I recently read The Power of Frustrating Leadership Friends by Dan Rockwell. This post is an extension…and a reaction, sorta. I encourage you to read Dan’s post and follow Leadership Freak. It’s thought provoking, as you’ll hopefully glean from the below.
Frustration comes in all shapes and sizes, and in every bit of life. Personal, professional, it doesn’t matter. Sometimes parents don’t think you’re doing something correctly. Sometimes spouses get upset because you do the wrong thing. Sometimes superiors and colleagues get frustrated when you don’t make the right decision at work. Simple and imcomplete exampes, I know. It really doesn’t matter what the situation, the point is frustration exists. It is created by you for others. And, well, others in turn create it for you as well.
In my own world, I create and receive a lot of frustration. The amount of frustration, I think, is directly related to the amount I care about what I do. If it bothers me a lot, it’s likely because I have a vested interest in success in that piece of my life.
Lately, I’ve been building up a lot of frustration myself. And, yet, I’m still pleasant at home with the family and when my boss asks me my stress level at work on a weekly basis (yes, I have a good manager, but that’s for another post), I reiterate that I’m doing well and not in the red zone. And yet, before reading Dan’s post, I didn’t realize the significance of that.

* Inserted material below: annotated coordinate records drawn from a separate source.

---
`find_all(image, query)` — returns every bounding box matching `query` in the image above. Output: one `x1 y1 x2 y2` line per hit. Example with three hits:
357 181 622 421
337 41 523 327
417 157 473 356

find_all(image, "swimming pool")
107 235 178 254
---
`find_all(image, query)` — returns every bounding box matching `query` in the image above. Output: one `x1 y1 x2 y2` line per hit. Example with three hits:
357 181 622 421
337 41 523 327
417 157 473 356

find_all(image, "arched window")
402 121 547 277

“People who frustrate you fill holes in your leadership. You need them more than you think.” – Dan Rockwell
It wasn’t 2 years ago when I would get frustrated at work, bring it home, disrupt my family life and stew about how crappy work. Looking back, I didn’t handle those challenging situations well. But today, I’m handling much more challenging situations much better and with more composure.
Partly, yes, because I’m more experienced now and I realize that the world really isn’t coming to an end and everything can still be okay.
But I think beyond that, removing frustration comes down to attitude. How much do I want to fix the situation and resolve the areas of frustration to make things better? I think quite a bit. What I’ve found helps is to break down communication barriers and get to the source of frustration. If you’re feeling it, there’s a good chance people who you think are creating it are feeling it too. Get in a room, clear the air and get some clarity on the real problem. Once you’ve identified the problem, then start to work together on a solution. Not only with the frustration go away, you’ll also have a sense of accomplishment around fixing something that was broken. At the very least, even if you don’t solve the problem, you would likely have earned some respect around breaking down other people’s frustration, not to mention your own.